The super fast disk project: Part-4

 

Just saying the name of the country Djibouti makes me smile a little, although it's yet another horrible example of everything that goes wrong with conquest, imperialism, corruption, and international finance. Despite all that, it brings out the 8-year-old in me when I say the name.

 

When building a Redundant Array of Independent Disks (RAID),  the disks start out in JBOD mode.  JBOD stands for Just a Bunch of Disks. Whenever I see the acronym JBOD, I instantly think of Dijbouti. I have the Djibouti connection in my brain, and now, I bet, you have that song stuck in your head too.

 

RAID-0 ties together multiple drives to enable them to perform at higher levels than an individual drive could.

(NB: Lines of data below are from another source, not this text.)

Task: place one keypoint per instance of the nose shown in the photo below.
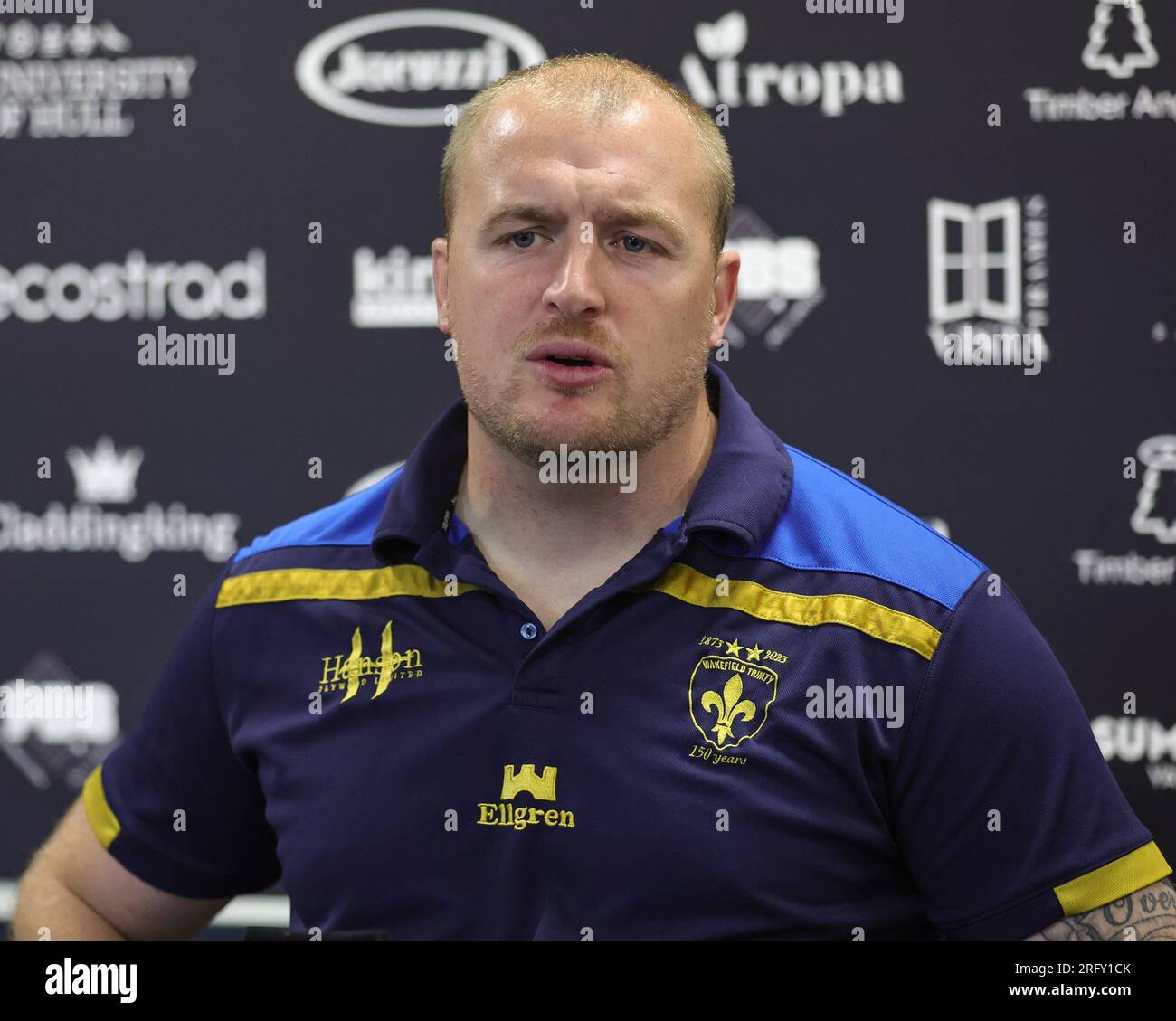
(575, 286)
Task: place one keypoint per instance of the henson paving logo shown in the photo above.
(1118, 45)
(833, 86)
(356, 67)
(537, 789)
(71, 80)
(1152, 516)
(356, 669)
(53, 727)
(107, 474)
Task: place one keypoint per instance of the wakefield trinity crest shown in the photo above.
(729, 695)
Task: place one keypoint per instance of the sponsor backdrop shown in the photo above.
(957, 234)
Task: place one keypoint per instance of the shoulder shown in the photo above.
(833, 523)
(349, 521)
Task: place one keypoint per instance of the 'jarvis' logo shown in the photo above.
(357, 669)
(729, 696)
(540, 789)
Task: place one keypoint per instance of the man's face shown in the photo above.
(549, 251)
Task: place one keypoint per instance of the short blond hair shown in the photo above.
(601, 86)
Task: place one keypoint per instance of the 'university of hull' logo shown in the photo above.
(729, 696)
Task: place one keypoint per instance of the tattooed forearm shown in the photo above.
(1147, 914)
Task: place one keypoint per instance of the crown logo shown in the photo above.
(105, 477)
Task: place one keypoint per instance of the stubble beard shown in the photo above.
(636, 425)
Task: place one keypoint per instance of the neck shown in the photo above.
(509, 509)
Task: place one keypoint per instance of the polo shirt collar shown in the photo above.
(742, 491)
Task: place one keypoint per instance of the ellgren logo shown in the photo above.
(363, 75)
(539, 787)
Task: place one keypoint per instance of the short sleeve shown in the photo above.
(179, 758)
(1004, 810)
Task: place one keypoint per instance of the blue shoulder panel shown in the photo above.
(349, 521)
(834, 523)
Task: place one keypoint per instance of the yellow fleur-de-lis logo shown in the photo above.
(730, 707)
(729, 696)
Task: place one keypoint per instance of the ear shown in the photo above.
(726, 293)
(440, 250)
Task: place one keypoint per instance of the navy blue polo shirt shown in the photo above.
(798, 712)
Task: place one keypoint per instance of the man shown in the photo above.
(739, 695)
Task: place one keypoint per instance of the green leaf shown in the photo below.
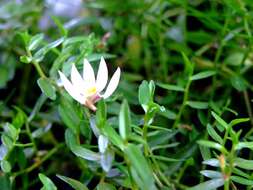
(238, 83)
(19, 119)
(197, 104)
(213, 134)
(39, 55)
(78, 150)
(25, 59)
(73, 183)
(212, 162)
(63, 31)
(47, 88)
(202, 75)
(188, 65)
(47, 183)
(242, 145)
(69, 114)
(124, 120)
(211, 174)
(5, 166)
(241, 180)
(35, 41)
(11, 131)
(140, 164)
(114, 137)
(237, 121)
(171, 87)
(7, 141)
(211, 184)
(105, 186)
(212, 144)
(144, 93)
(243, 163)
(220, 120)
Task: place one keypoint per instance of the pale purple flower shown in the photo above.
(87, 90)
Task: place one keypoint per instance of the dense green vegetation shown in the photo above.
(181, 117)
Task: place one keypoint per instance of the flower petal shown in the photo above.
(102, 75)
(112, 85)
(71, 89)
(88, 73)
(76, 79)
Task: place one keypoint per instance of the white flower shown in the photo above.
(87, 90)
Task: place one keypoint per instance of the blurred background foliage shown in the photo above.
(148, 40)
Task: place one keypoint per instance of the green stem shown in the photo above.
(28, 131)
(37, 164)
(39, 70)
(185, 99)
(145, 135)
(36, 65)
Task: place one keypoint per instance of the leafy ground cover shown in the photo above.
(180, 118)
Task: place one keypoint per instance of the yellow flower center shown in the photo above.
(90, 91)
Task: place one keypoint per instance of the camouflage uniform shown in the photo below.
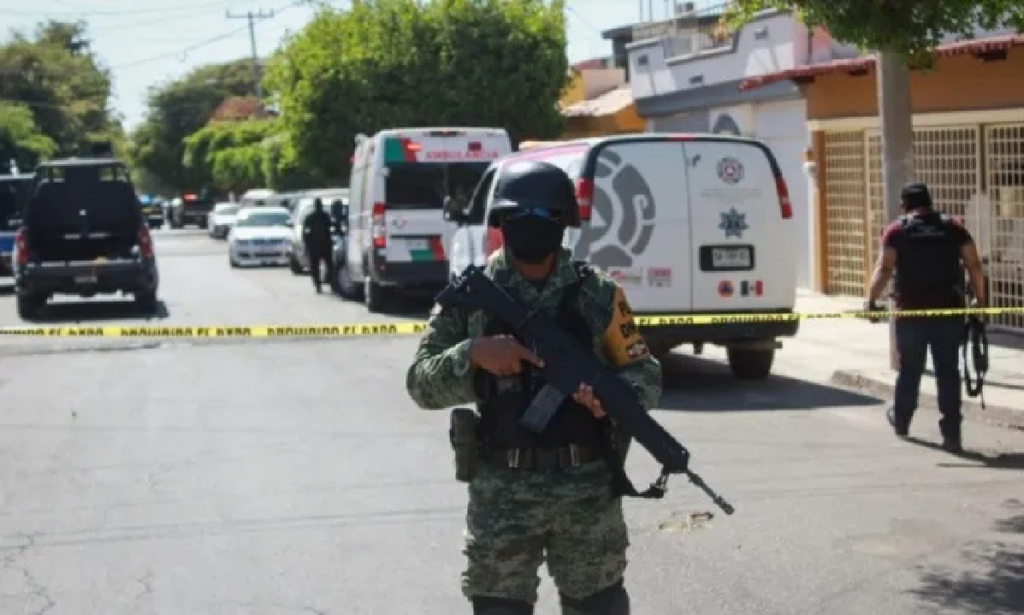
(515, 518)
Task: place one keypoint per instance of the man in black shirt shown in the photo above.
(926, 250)
(316, 236)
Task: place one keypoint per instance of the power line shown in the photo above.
(183, 52)
(180, 53)
(131, 25)
(251, 17)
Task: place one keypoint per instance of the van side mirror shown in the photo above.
(453, 210)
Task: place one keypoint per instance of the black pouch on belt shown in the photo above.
(464, 443)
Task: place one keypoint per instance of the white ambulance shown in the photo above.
(396, 230)
(686, 223)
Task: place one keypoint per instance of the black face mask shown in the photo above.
(531, 238)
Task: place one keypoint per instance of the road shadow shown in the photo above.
(972, 458)
(399, 306)
(993, 580)
(696, 384)
(97, 311)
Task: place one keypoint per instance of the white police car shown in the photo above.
(686, 223)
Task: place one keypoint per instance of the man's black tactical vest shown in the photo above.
(928, 262)
(504, 399)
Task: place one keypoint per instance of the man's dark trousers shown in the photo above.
(315, 256)
(913, 338)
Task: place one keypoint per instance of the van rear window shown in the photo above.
(567, 159)
(424, 185)
(12, 196)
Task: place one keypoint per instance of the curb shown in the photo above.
(998, 415)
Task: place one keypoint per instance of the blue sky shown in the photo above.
(146, 43)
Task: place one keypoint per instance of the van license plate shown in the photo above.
(729, 258)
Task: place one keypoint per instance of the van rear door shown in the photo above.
(742, 237)
(639, 226)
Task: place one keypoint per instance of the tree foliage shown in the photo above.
(20, 138)
(176, 110)
(232, 152)
(404, 62)
(56, 95)
(911, 28)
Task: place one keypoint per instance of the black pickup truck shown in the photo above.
(83, 233)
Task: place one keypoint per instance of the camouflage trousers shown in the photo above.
(518, 520)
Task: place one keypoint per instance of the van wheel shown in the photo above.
(346, 288)
(29, 306)
(374, 296)
(146, 301)
(751, 363)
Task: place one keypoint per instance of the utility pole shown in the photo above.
(897, 146)
(252, 17)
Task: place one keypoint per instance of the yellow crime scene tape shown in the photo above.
(418, 327)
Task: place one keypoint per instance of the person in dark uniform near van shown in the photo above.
(316, 237)
(926, 249)
(538, 497)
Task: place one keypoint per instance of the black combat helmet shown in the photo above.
(535, 184)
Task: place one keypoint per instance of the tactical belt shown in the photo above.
(542, 459)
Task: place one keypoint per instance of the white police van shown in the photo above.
(686, 223)
(396, 230)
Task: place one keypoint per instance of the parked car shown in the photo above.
(222, 218)
(298, 260)
(260, 236)
(84, 234)
(14, 190)
(695, 223)
(398, 182)
(153, 211)
(190, 209)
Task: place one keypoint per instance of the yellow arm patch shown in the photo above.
(622, 340)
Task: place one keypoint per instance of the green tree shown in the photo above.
(403, 62)
(20, 139)
(910, 28)
(232, 154)
(177, 110)
(56, 76)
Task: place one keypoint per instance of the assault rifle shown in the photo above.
(567, 365)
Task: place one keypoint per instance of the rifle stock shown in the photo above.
(567, 365)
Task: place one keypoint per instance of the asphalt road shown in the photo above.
(290, 477)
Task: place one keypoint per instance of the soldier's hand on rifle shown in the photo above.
(501, 355)
(585, 396)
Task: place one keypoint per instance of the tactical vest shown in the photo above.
(928, 262)
(504, 399)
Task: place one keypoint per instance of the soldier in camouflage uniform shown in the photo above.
(547, 496)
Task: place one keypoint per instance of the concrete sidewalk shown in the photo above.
(854, 354)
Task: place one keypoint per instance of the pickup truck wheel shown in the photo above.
(29, 306)
(346, 288)
(146, 301)
(658, 348)
(751, 363)
(375, 296)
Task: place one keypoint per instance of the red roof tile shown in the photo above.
(862, 63)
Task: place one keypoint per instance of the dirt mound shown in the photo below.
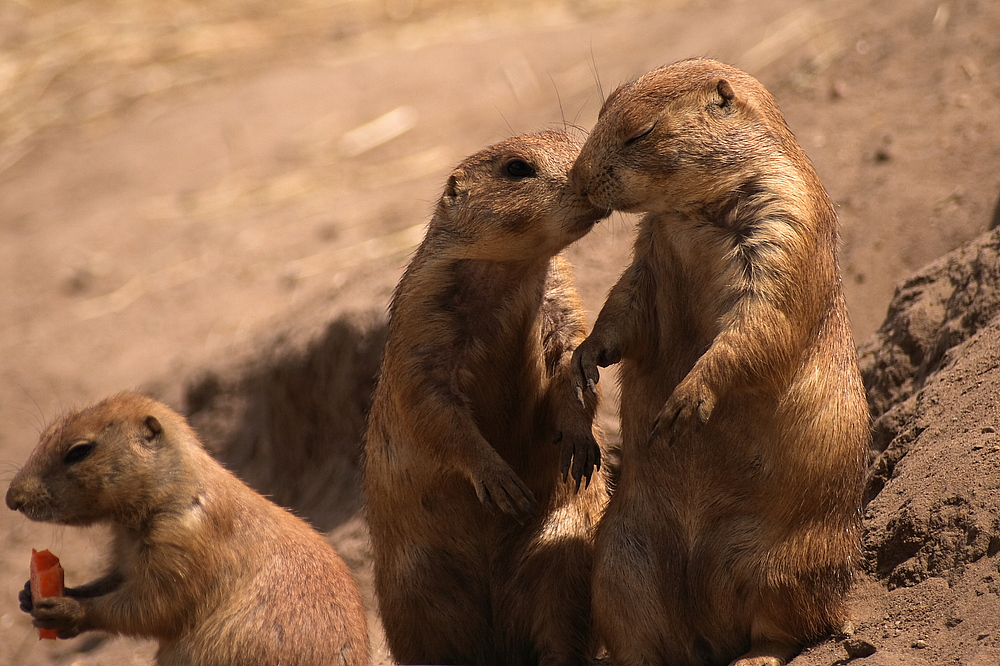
(288, 417)
(932, 521)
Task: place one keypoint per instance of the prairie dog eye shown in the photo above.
(643, 133)
(518, 169)
(78, 452)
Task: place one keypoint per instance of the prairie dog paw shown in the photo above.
(688, 407)
(581, 455)
(64, 614)
(501, 488)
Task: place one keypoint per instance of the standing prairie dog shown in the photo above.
(200, 562)
(482, 555)
(734, 530)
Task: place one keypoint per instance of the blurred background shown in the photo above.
(182, 183)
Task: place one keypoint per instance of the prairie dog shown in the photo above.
(482, 553)
(734, 530)
(200, 562)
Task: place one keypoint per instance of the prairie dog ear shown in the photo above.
(726, 94)
(153, 428)
(456, 184)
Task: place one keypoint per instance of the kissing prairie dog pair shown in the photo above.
(482, 554)
(734, 528)
(200, 562)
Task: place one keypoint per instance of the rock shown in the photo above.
(858, 647)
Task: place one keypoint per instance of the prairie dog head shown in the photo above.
(682, 135)
(512, 200)
(116, 461)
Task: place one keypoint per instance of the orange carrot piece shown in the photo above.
(46, 581)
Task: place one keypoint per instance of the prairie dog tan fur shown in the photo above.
(200, 562)
(482, 553)
(733, 532)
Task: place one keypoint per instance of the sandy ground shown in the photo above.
(177, 185)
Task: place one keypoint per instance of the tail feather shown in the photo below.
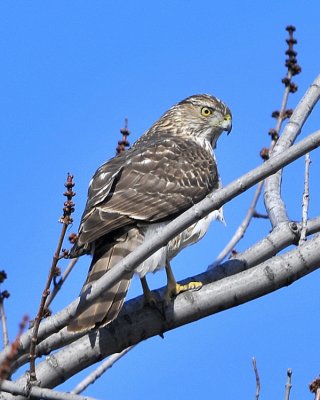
(107, 307)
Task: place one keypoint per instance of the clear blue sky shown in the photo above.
(70, 73)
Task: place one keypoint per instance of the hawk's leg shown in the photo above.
(149, 297)
(174, 288)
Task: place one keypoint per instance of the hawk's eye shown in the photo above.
(206, 111)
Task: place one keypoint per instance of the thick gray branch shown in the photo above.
(34, 392)
(274, 204)
(210, 203)
(137, 323)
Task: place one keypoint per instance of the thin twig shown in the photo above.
(4, 294)
(256, 373)
(274, 133)
(314, 387)
(305, 199)
(5, 367)
(66, 220)
(60, 282)
(288, 384)
(238, 235)
(91, 378)
(4, 325)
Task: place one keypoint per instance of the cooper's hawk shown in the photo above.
(170, 168)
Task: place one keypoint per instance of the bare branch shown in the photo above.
(61, 281)
(66, 221)
(314, 387)
(274, 204)
(305, 201)
(137, 323)
(6, 363)
(34, 392)
(96, 374)
(241, 229)
(256, 373)
(214, 201)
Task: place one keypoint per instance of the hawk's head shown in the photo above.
(200, 115)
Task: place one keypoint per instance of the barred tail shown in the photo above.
(107, 307)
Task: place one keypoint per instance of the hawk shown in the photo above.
(135, 194)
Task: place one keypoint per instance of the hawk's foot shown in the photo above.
(174, 290)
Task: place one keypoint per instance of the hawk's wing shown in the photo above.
(154, 181)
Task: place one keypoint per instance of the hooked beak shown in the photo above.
(227, 123)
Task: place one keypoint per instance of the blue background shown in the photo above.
(70, 72)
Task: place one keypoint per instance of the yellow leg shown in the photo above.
(174, 288)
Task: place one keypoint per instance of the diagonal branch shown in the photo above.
(137, 323)
(210, 203)
(34, 392)
(274, 204)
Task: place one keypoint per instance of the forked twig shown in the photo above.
(292, 69)
(305, 199)
(66, 220)
(5, 367)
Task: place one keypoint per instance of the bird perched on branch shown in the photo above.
(133, 195)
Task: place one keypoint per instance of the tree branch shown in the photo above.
(34, 392)
(274, 204)
(137, 323)
(214, 201)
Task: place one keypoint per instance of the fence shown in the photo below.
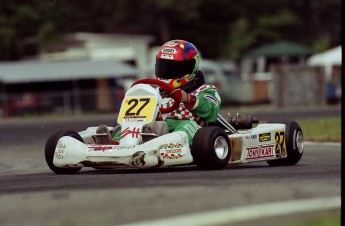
(60, 102)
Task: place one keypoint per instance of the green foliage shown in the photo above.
(219, 28)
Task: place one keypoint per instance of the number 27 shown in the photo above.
(134, 103)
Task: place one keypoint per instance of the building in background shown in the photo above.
(83, 73)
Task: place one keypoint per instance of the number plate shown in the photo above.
(137, 109)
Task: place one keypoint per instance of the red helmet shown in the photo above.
(177, 62)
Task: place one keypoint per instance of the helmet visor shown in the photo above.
(169, 69)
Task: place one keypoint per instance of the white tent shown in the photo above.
(326, 59)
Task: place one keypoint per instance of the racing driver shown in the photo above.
(177, 63)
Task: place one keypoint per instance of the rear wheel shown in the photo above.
(294, 145)
(210, 148)
(50, 151)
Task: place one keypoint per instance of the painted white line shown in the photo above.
(246, 213)
(322, 143)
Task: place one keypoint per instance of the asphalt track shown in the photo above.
(251, 194)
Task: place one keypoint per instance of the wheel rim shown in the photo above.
(221, 147)
(299, 141)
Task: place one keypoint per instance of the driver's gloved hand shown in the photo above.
(189, 100)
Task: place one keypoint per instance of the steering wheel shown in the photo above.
(164, 86)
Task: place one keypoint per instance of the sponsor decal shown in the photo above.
(264, 137)
(248, 137)
(262, 151)
(167, 56)
(168, 50)
(211, 99)
(135, 132)
(172, 151)
(104, 148)
(280, 143)
(60, 150)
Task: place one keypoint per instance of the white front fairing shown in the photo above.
(139, 108)
(264, 142)
(169, 149)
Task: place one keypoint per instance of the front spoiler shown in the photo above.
(166, 150)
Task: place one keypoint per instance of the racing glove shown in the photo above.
(189, 100)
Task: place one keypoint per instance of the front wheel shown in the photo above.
(294, 145)
(211, 149)
(50, 151)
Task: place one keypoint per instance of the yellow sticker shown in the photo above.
(280, 143)
(137, 109)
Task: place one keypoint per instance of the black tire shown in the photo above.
(211, 148)
(50, 150)
(294, 145)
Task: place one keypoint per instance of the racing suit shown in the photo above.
(206, 110)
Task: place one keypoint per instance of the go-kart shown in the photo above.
(146, 141)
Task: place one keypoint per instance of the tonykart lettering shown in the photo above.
(260, 152)
(167, 56)
(264, 137)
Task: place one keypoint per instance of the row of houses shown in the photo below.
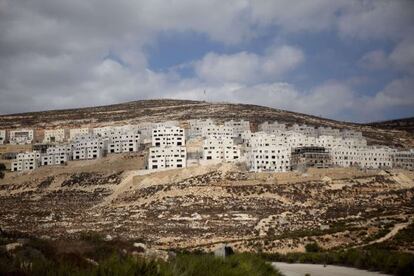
(84, 146)
(275, 147)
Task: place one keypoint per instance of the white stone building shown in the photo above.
(219, 132)
(272, 128)
(196, 127)
(2, 137)
(328, 131)
(368, 157)
(57, 155)
(269, 159)
(404, 159)
(89, 147)
(164, 136)
(26, 161)
(238, 127)
(125, 142)
(54, 135)
(304, 129)
(75, 132)
(169, 157)
(220, 150)
(21, 136)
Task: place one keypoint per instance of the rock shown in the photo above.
(223, 251)
(142, 247)
(13, 246)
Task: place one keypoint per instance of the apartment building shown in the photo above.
(238, 127)
(310, 157)
(89, 147)
(304, 129)
(26, 161)
(168, 157)
(2, 137)
(328, 131)
(57, 155)
(269, 159)
(196, 127)
(219, 132)
(366, 157)
(164, 136)
(272, 128)
(404, 159)
(54, 135)
(75, 132)
(21, 137)
(220, 150)
(126, 142)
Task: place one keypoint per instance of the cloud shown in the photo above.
(247, 67)
(374, 60)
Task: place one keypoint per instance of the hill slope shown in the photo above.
(162, 110)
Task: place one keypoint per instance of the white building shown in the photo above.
(220, 150)
(404, 159)
(269, 159)
(272, 128)
(26, 161)
(169, 157)
(2, 137)
(328, 131)
(21, 136)
(196, 127)
(75, 132)
(238, 127)
(368, 157)
(126, 142)
(304, 129)
(219, 132)
(54, 135)
(89, 147)
(57, 155)
(164, 136)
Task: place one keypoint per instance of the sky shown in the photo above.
(350, 60)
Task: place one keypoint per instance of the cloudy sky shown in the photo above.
(341, 59)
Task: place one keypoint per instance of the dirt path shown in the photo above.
(393, 232)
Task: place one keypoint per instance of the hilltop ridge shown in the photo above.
(168, 109)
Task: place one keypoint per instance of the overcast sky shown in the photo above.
(341, 59)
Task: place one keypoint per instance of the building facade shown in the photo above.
(21, 136)
(54, 136)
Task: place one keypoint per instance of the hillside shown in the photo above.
(162, 110)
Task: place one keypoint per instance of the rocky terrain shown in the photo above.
(162, 110)
(200, 207)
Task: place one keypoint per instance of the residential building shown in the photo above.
(168, 157)
(238, 127)
(54, 135)
(75, 132)
(220, 150)
(21, 136)
(89, 147)
(26, 161)
(269, 159)
(196, 127)
(2, 137)
(310, 157)
(219, 132)
(57, 155)
(164, 136)
(126, 142)
(404, 159)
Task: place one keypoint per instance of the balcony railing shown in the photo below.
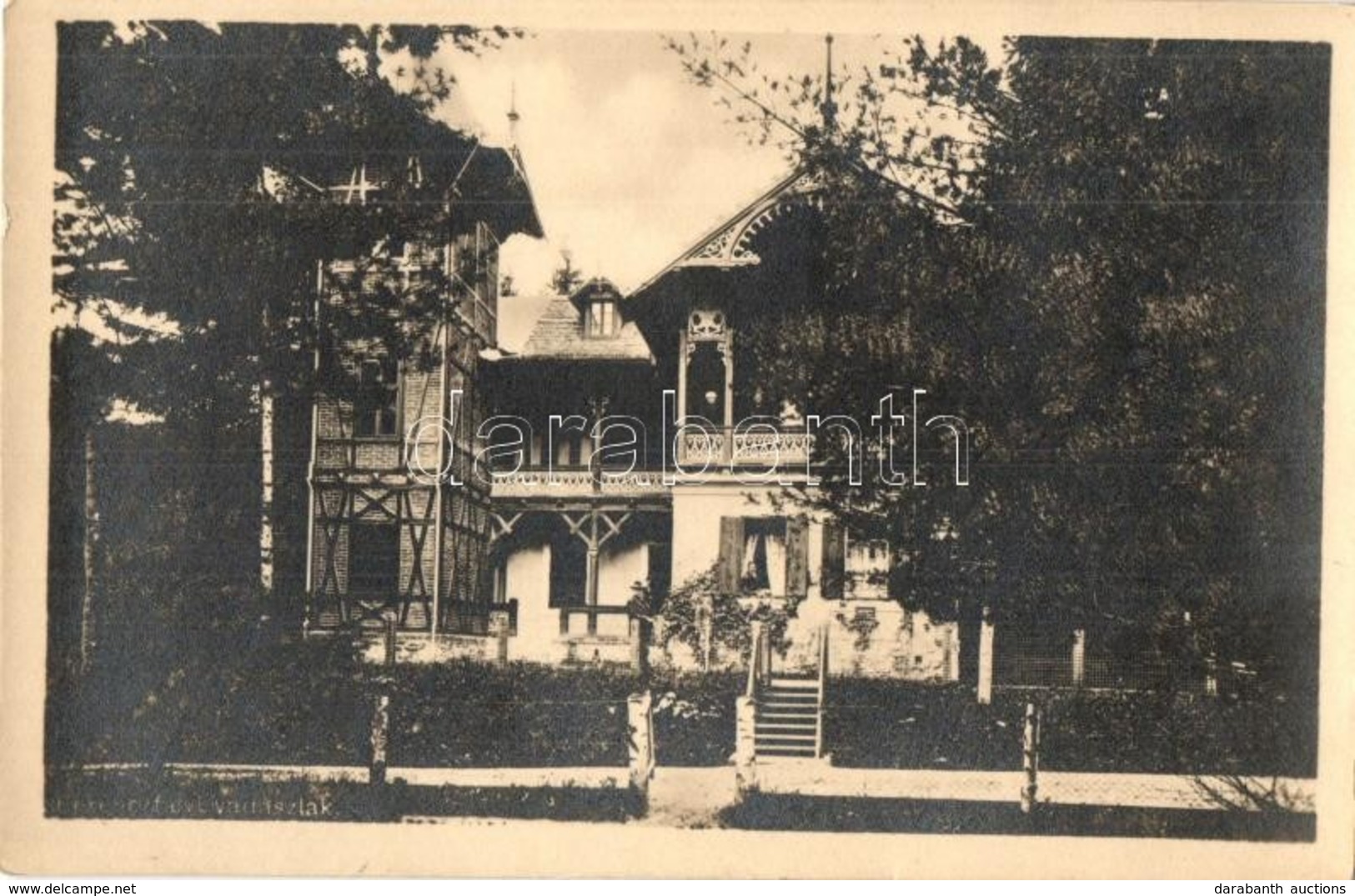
(595, 622)
(756, 447)
(542, 482)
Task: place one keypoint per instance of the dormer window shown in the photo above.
(602, 318)
(600, 303)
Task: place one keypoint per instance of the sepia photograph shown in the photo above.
(899, 429)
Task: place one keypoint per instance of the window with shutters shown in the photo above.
(377, 401)
(763, 555)
(374, 558)
(866, 570)
(854, 568)
(568, 572)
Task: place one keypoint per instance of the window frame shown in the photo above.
(366, 586)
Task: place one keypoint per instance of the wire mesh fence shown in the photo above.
(1109, 659)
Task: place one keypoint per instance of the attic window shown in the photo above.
(602, 318)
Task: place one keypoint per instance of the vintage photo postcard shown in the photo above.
(760, 440)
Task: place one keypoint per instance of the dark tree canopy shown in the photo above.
(1106, 256)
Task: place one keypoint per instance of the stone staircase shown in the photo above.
(782, 715)
(789, 718)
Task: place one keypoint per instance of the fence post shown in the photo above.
(1210, 677)
(986, 659)
(639, 658)
(1079, 657)
(379, 739)
(745, 763)
(1030, 758)
(953, 653)
(706, 622)
(499, 626)
(640, 719)
(389, 618)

Remember 20-mule team Borax? Same idea. The organization of the RAID team can be done in software with its flexibility and relatively cheap (or no) hardware, or it can be done more expensively with a lighter processing CPU load (especially for RAID-5 which has a cool and desirable data integrity attribute) when offloaded to specialized RAID hardware.

 

The point of all of this is that RAID can be done in the operating system (Mac OS X or Windows 7) or done in the (HighPoint / NewerTech) hardware PCIe card. When it's done in the operating system, the TRIM feature of the operating system is able to efficiently organize the partially used cells in the SSD, so they can be re-used for writing. This maintains the high writing performance of an SSD. The SSD itself has a weaker form of this management called Garbage Collection. Over time (months in a consumer computer) the writing performance can degrade depending on how full the SSD drive is, and how much proportion of writing to reading activity there is. 

 

Ideally, the hardware RAID that is independent of the operating system would have drivers that support TRIM (or SAS UNMAP), but apparently we're not there yet for HighPoint devices. The news is that Intel has that working in their more recent motherboard RAID implementations. Therefore, in usual IT industry form, it won't be long before everyone else is doing it.  

 

For now, my choices are take my chances with Garbage Collection being good enough, by leaving 15-percent of the drive unformatted, or to spend $70 to buy MediaFour's MacDrive 10 Pro product that runs in Windows. This MacDrive Pro 10 product is unique because it allows a software RAID created in Mac OS X to be naturally used for reading and writing from within Windows.